Set up breading station:
In a shallow bowl, combine flour, garlic powder, onion powder, paprika, salt, and pepper.
In a second shallow bowl, beat the eggs.
In a third shallow bowl, combine panko breadcrumbs and grated Parmesan cheese.
Bread the chicken:
Dredge each chicken breast in the flour mixture, coating evenly, then dip into the beaten eggs, and finally coat with the panko-Parmesan mixture, pressing gently to ensure the breadcrumbs stick.
Cook the chicken:
Heat olive oil and butter in a large skillet over medium-high heat. Once the butter is melted and the oil is hot, add the chicken breasts.
Cook for 5-7 minutes on each side until golden brown and crispy. The internal temperature should reach 165°F (75°C).

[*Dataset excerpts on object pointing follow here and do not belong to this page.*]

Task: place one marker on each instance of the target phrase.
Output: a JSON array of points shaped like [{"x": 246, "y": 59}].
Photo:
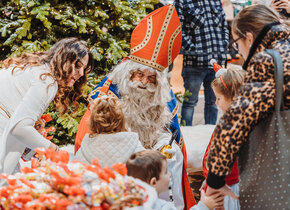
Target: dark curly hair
[{"x": 65, "y": 51}]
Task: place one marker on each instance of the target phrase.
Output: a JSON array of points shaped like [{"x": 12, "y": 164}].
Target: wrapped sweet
[{"x": 56, "y": 183}]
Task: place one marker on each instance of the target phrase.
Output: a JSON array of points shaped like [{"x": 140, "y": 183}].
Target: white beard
[{"x": 144, "y": 114}]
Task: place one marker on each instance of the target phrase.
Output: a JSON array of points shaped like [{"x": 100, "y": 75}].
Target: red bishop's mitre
[{"x": 156, "y": 40}]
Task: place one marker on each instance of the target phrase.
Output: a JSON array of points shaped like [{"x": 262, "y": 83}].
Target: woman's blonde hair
[
  {"x": 106, "y": 116},
  {"x": 229, "y": 82},
  {"x": 66, "y": 50},
  {"x": 253, "y": 18}
]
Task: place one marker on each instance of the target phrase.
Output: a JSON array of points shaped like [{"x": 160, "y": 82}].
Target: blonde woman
[{"x": 27, "y": 86}]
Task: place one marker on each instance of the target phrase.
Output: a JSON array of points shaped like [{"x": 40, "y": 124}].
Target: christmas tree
[{"x": 106, "y": 25}]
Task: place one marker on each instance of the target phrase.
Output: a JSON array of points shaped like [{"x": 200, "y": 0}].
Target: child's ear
[{"x": 153, "y": 181}]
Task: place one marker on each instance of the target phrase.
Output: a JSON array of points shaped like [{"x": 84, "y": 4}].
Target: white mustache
[{"x": 137, "y": 84}]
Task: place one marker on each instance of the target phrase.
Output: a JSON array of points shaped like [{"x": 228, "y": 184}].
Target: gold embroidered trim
[
  {"x": 174, "y": 112},
  {"x": 107, "y": 84},
  {"x": 162, "y": 33},
  {"x": 7, "y": 113},
  {"x": 147, "y": 37},
  {"x": 93, "y": 93},
  {"x": 170, "y": 44},
  {"x": 147, "y": 62}
]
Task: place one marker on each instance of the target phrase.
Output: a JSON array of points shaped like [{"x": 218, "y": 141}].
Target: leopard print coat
[{"x": 254, "y": 101}]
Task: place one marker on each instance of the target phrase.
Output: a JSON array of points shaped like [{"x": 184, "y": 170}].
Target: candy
[{"x": 56, "y": 183}]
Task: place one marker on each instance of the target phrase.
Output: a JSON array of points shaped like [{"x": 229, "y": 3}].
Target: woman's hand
[
  {"x": 280, "y": 4},
  {"x": 225, "y": 190},
  {"x": 54, "y": 147},
  {"x": 215, "y": 200}
]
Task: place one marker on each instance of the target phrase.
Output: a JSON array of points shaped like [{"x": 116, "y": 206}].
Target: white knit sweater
[{"x": 109, "y": 148}]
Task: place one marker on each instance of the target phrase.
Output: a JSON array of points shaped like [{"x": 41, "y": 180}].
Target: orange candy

Remove the chicken from the skillet and set aside to keep warm.
Make the Mushroom Sauce:
Sauté the onions and garlic:
In the same skillet, add butter and sauté the chopped onion over medium heat until softened, about 3 minutes.
Add minced garlic and cook for another 30 seconds, until fragrant.
Cook the mushrooms:
Add the sliced mushrooms to the skillet and cook for 5-7 minutes, stirring occasionally, until the mushrooms release their moisture and become golden brown.
Make the sauce:
Pour in the chicken broth, scraping up any browned bits from the skillet. Bring to a simmer and cook for 3-4 minutes.
Stir in the heavy cream and bring the mixture back to a simmer. Let it cook for another 2-3 minutes, allowing the sauce to thicken slightly.
Stir in the grated Parmesan cheese and season with salt and pepper to taste.
Combine:
Return the crispy chicken to the skillet, spooning the sauce and mushrooms over the top. Let it simmer for 2-3 minutes to allow the flavors to meld.
Serve:
Garnish with fresh chopped parsley before serving. Serve hot with mashed potatoes, rice, or pasta to soak up the delicious mushroom sauce.